Aplica-se o princípio da continuidade normativo típica quando uma lei é revogada, mas a conduta nela incriminada é mantida em outro dispositivo legal da lei revogadora, não ocorrendo, via de regra, a conhecida figura da abolitio criminis, a qual extingue, simplesmente, o crime anterior. Em outros termos, o princípio da continuidade normativo típica significa a manutenção do caráter proibido da conduta, contudo, com o deslocamento do conteúdo criminoso para outro tipo penal.
Quando a vontade do legislador é no sentido de que a conduta permaneça criminalizada, não se configura a abolitio criminis. Um dos exemplos mais clássicos disto é o crime de sedução.

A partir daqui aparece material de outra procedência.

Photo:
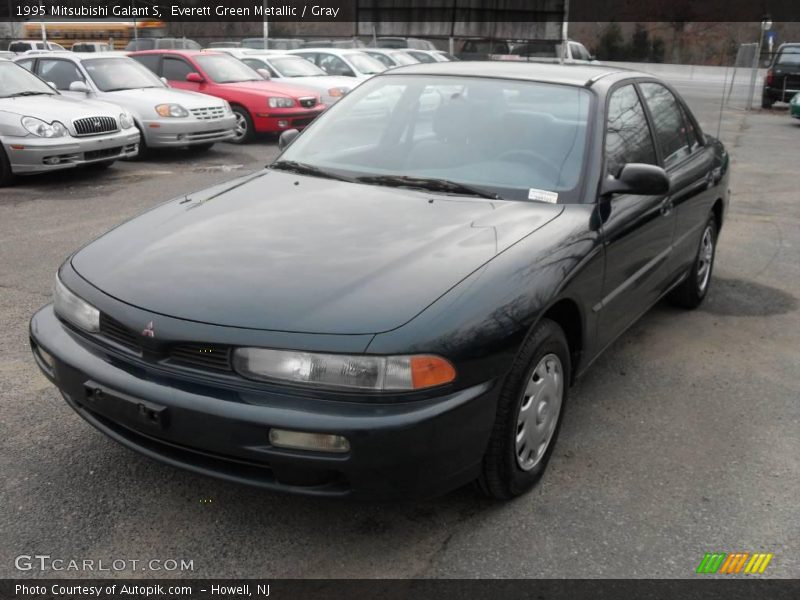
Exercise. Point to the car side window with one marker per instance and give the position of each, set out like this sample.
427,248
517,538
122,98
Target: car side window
256,64
333,65
176,69
691,133
628,138
61,72
149,60
668,122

O STF tem assim entendido o princípio da "continuidade normativa típica", senão vejamos:
"Abolitio Criminis. Inocorrência. Princípio da continuidade normativo-típica. Precedentes. (...). 1. A jurisprudência desta Suprema Corte alinhou-se no sentido de que, nos moldes do princípio da continuidade normativo-típica, o artigo 3º da Lei nº 9.983/2000 apenas transmudou a base legal de imputação do crime de apropriação indébita previdenciária para o Código Penal (artigo 168-A), não tendo havido alteração na descrição da conduta anteriormente incriminada na Lei nº 8.212/90. (...)" (STF. AI 804466 AgR / SP. Rel. ministro Dias Toffoli. 1ª T. Julg. 13/12/2011). E ainda: "A revogação da lei penal não implica, necessariamente, descriminalização de condutas. Necessária se faz a observância ao princípio da continuidade normativo-típica, a impor a manutenção de condenações dos que infringiram tipos penais da lei revogada quando há, como in casu, correspondência na lei revogadora" (STF. HC 106155 / RJ. rel. p. ac. ministro Luiz Fux. 1ª T. Julg. 4/10/2011).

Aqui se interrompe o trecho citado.